The area of the ring footing on which the load is applied is:
\[A_{\text {footing }}=n r_{\text {external }} 2^2-n r_{\text {internal }} 2=78.54 \mathrm{~m}^2-50.26 \mathrm{~m}^2=28.28 \mathrm{~m}^2 \nonumber\]
thus the pressure applied on the ring foundation of the tank will be:
\[q_{\text {ext }}= \dfrac{Q_{\text {ext }} }{A_{\text {footing }}}=111 \mathrm{kPa}\]

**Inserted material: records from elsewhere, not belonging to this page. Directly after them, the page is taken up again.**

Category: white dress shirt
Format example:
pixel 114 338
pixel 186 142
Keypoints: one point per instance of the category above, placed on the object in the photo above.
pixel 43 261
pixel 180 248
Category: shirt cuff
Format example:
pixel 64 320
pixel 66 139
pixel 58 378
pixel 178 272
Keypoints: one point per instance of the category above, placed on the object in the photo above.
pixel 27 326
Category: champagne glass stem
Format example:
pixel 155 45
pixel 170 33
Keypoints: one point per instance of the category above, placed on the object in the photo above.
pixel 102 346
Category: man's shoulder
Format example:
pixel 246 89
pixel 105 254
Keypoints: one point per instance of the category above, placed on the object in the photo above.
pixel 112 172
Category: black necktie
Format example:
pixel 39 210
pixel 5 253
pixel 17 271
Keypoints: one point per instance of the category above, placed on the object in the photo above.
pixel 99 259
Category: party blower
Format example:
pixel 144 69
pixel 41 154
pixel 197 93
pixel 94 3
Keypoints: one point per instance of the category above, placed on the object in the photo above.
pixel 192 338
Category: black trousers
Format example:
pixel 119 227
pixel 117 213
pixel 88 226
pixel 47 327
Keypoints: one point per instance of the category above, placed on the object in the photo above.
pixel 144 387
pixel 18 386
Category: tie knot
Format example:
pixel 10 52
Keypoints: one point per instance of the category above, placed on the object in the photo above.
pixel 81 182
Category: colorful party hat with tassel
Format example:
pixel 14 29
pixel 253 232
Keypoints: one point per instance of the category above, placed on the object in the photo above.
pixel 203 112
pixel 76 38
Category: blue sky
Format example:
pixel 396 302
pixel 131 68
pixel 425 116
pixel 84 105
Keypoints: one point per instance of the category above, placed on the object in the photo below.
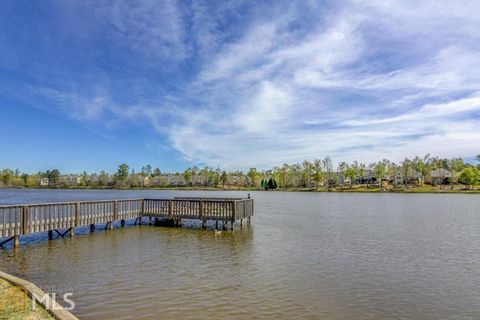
pixel 86 85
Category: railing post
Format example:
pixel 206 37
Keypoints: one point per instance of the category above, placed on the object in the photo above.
pixel 200 213
pixel 115 210
pixel 77 214
pixel 25 220
pixel 234 212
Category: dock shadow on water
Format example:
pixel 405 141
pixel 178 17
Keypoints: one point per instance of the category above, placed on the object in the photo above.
pixel 305 256
pixel 138 271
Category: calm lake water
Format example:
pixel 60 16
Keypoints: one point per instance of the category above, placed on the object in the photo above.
pixel 305 256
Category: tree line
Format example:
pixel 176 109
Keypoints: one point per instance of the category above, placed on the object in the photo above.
pixel 307 174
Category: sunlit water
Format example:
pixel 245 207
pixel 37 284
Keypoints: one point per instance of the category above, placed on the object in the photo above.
pixel 305 256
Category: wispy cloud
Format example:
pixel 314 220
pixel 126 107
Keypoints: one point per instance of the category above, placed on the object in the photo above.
pixel 237 85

Employing the principle of superposition discussed in Chapter 3.5, this ring pressure is equivalent, in terms of stresses applied to the soil, to a circular pressure qext,1 = 111 kPa on a radius rexternal = 5 m, plus a circular pressure qext,2 = -111 kPa on a radius rinternal = 4 m (see also Figure 3.14). Negative pressure values correspond to tension. The additional vertical stress in the soil below the axis of symmetry of a circular pressure is provided by Equation \ref{3.13}. At depth z = 5 m, the positive pressure of radius rexternal = 5 m will result in a compressive stress:
\[ \Delta \sigma_{z, \text { ext }}=q_{\text {ext }, 1}\left[1-\left(\frac{1}{1+\left(\frac{r_{\text {external }}}{z}\right)^2}\right)^{\frac{3}{2}}\right]=111\left[1-\left(\frac{1}{1+\left(\frac{5}{5}\right)^2}\right)^{\frac{3}{2}}\right]= 71.75 \mathrm{kPa} \]
while the negative pressure of radius rinternal = 4 m in a tensile stress:
\[ \Delta \sigma_{z, \text { int }}=q_{\text {ext }, 2}\left[1-\left(\frac{1}{1+\left(\frac{r_{\text {internal }}}{z}\right)^2}\right)^{\frac{3}{2}}\right]=-111\left[1-\left(\frac{1}{1+\left(\frac{4}{5}\right)^2}\right)^{\frac{3}{2}}\right]= -58.15 \mathrm{kPa}\]
The total stress increment due to the loading applied on the ring foundation is found from Equation \ref{3.21} as:
\[\Delta \sigma_z=\Delta \sigma_{z, e x t}+\Delta \sigma_{z, \text { int }}=13.6 \mathrm{kPa}\]